林田のスタイルはパンチを放つと、すぐにバックステップを踏み、防御態勢をとる、菊地仕込みの基本に沿ったものだった。だが、次第に「バックステップ」に疑問が生じてきた。
「打った後に下がる必要はないのでは? と思い始めて、打ってさらに前に出たんです。近くで打った方がより効率的じゃないか、と」
中間距離での闘いを目指す選手が多い中、林田は接近戦でショートの打ち方を徹底的に磨き、ファイタースタイルができあがった。岩佐はテクニックとパワーがあり、派手な試合が多い。三須はスピードに長けている。
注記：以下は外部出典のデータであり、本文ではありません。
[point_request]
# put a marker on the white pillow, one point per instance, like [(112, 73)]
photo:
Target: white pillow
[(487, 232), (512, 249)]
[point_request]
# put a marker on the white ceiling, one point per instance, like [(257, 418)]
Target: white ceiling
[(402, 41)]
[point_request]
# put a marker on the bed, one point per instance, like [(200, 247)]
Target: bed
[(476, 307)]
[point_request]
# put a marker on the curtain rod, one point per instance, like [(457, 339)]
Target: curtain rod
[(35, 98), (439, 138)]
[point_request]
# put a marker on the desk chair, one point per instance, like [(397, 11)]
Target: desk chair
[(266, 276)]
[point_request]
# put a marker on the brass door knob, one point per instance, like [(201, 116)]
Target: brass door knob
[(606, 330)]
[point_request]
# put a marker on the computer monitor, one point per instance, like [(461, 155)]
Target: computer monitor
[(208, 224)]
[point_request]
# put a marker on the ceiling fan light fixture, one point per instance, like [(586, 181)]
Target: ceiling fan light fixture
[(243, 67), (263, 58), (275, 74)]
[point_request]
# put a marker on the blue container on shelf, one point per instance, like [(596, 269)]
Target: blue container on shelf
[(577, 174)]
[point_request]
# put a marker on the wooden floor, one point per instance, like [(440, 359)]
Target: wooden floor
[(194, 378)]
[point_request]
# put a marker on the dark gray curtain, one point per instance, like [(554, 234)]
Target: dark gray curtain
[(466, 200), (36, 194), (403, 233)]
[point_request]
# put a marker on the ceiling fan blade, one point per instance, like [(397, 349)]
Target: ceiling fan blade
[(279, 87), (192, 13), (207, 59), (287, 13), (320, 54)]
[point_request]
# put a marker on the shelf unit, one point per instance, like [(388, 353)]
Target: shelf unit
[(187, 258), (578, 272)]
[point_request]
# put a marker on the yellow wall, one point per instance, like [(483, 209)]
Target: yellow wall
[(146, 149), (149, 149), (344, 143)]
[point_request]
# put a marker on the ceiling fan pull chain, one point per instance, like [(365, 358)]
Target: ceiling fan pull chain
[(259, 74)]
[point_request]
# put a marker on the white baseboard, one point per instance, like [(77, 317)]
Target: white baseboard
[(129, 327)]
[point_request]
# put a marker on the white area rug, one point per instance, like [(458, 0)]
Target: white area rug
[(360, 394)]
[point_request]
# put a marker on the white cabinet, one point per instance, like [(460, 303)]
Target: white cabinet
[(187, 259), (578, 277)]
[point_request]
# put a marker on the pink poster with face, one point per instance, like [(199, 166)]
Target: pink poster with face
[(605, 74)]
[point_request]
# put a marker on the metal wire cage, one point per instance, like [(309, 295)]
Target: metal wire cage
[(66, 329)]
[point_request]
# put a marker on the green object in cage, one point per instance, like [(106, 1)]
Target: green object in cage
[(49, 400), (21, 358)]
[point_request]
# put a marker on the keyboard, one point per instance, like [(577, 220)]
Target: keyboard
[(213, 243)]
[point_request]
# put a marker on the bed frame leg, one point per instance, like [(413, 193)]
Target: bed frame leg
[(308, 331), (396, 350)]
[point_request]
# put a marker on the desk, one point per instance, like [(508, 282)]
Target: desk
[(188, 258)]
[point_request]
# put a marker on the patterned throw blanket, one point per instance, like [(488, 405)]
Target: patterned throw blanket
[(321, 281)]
3人はそれぞれ特徴があり、互いをライバル視していた。なかでも勝ち気だった三須と岩佐は衝突することが多かった。
「ちょっと待て、2人とも落ち着けよ!」
そう言って、間に入って仲裁するのが林田の役割だった。主将の三須の愚痴を聞き、岩佐をなだめて自宅まで送っていく。欠かすことのできない潤滑油のような存在だった。
一方で、3人が同じ方向を向くと、チームはまとまり、爆発的な力を発揮する。3年時のインターハイでは、習志野高に44年ぶりとなる全国団体総合優勝をもたらした。
林田の高校生活の最後は選抜とインターハイで準優勝、国体では優勝を飾った。
「周りを見たら岩佐が3冠で、三須はインターハイ王者なので、なんとも思わなかったですね。天狗にならずに済んだのはあの2人のおかげ。本当の仲間です」
大学は関東リーグで1部に上がったばかりの駒澤大に進学した。校舎は渋谷から近く、少し遊んで青春を謳歌したい――そんな淡い思いもあった。
だが、大学でのデビュー戦となるリーグ戦の1試合目。対戦相手は憧れの東農大・井岡だった。